Initiative AB, Sweden

Abstract: Bioethanol can be produced from different sources of biomass including biological material from agricultural products and forest raw materials. The chapter first discusses the different biomass feedstock available for both first and second generation bioethanol production. It then discusses the various process technologies including pre-treatment, acid hydrolyses, enzymatic hydrolyses and fermentation steps to convert the various feedstock to bioethanol. The chapter includes a description of a pilot plant for production of bioethanol from lignocellulosic materials. Environmental aspects and future trends of bioethanol production have also been discussed.

Key words: biomass (lignocellulosic) feedstock, enzymatic hydrolyses, acid hydrolyses, bioethanol process tecnology, fermentation.

9.1 Introduction

For many years transport systems have relied on fossil fuels such as petrol, diesel and natural gas but these fuels are not sustainable in the long term. Petroleum prices have increased steadily over recent years which has caused much interest and investment in biofuels production. Emissions of greenhouse gases such as CO2, CH4 and N2O from the combustion of fossil fuels in the engines of motor vehicles have had negative impact on human health and also caused weather changes related to global warming. The Kyoto Protocol demands that the European Union cut CO2 emissions by 8% between 1990 and 2012. In 2007, the 27 European Union member governments approved a new target to cut their collective greenhouse gas emissions by 20% from the 1990 level by 2020.

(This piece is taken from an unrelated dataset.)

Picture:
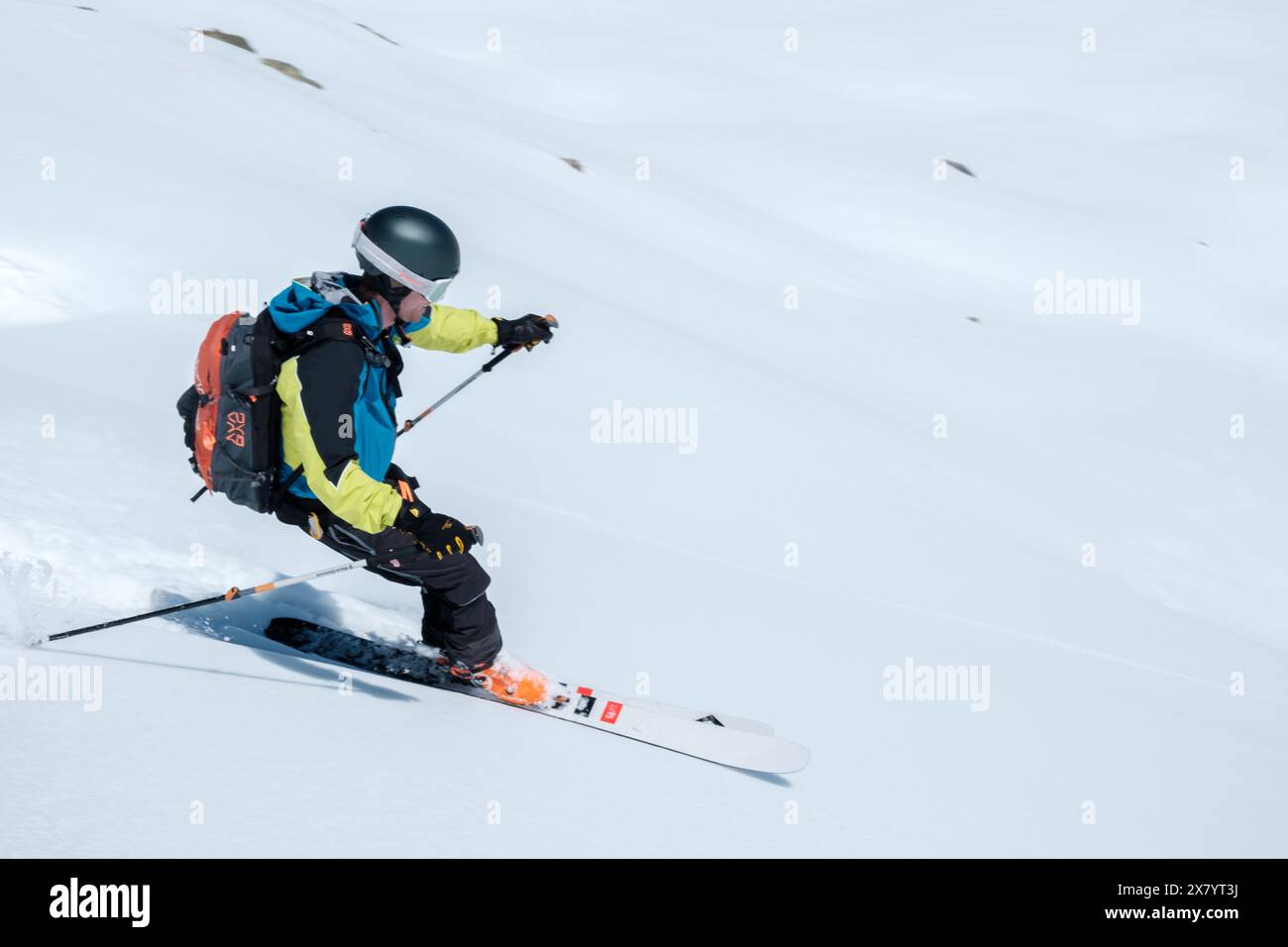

The health and environmental problems together with increasing worldwide demands for energy and the depletion of fossil fuels in the near future call for sustainable production of fuels for the transport sector. At the same time, developing motor vehicles which increase efficiency and reduce fuel consumption has been urged. Therefore, the development of fuel systems that are based on renewable sources has been the topic of frequent international discussion.

Different transport fuels have different physical and chemical properties and they may exist as liquids or gases in many cases, e. g. biodiesel, biogas and bioethanol (ethanol derived from biological sources). The production of these from renewable resources has increased during recent decades. Liquid fuels are easily handled and possess a high energy content. The global production of bioethanol was 51 billion litres (13.5 billion gallons) in 2006 (Balat, Balat, and Oz, 2008; Sanchez and Cardona, 2008).

Bioethanol as a fuel has both advantages and disadvantages depending on the type of engine (Otto engine or diesel engine) using the fuel and there are some physical obstacles to bio-ethanol use. Bio-ethanol can be produced from different sources of biomass including biological material from agricultural products and forest raw materials, etc. The biomass feedstock can also be divided into several groups depending on the type of chemical structure of the raw material, e. g. sugar, starch or cellulosic materials. In a future bio refinery process the production of bioethanol should be integrated with the production of other value added chemical compounds and biofuels in order to be able to utilise the feedstock in an optimum way (Demirbas, 2009).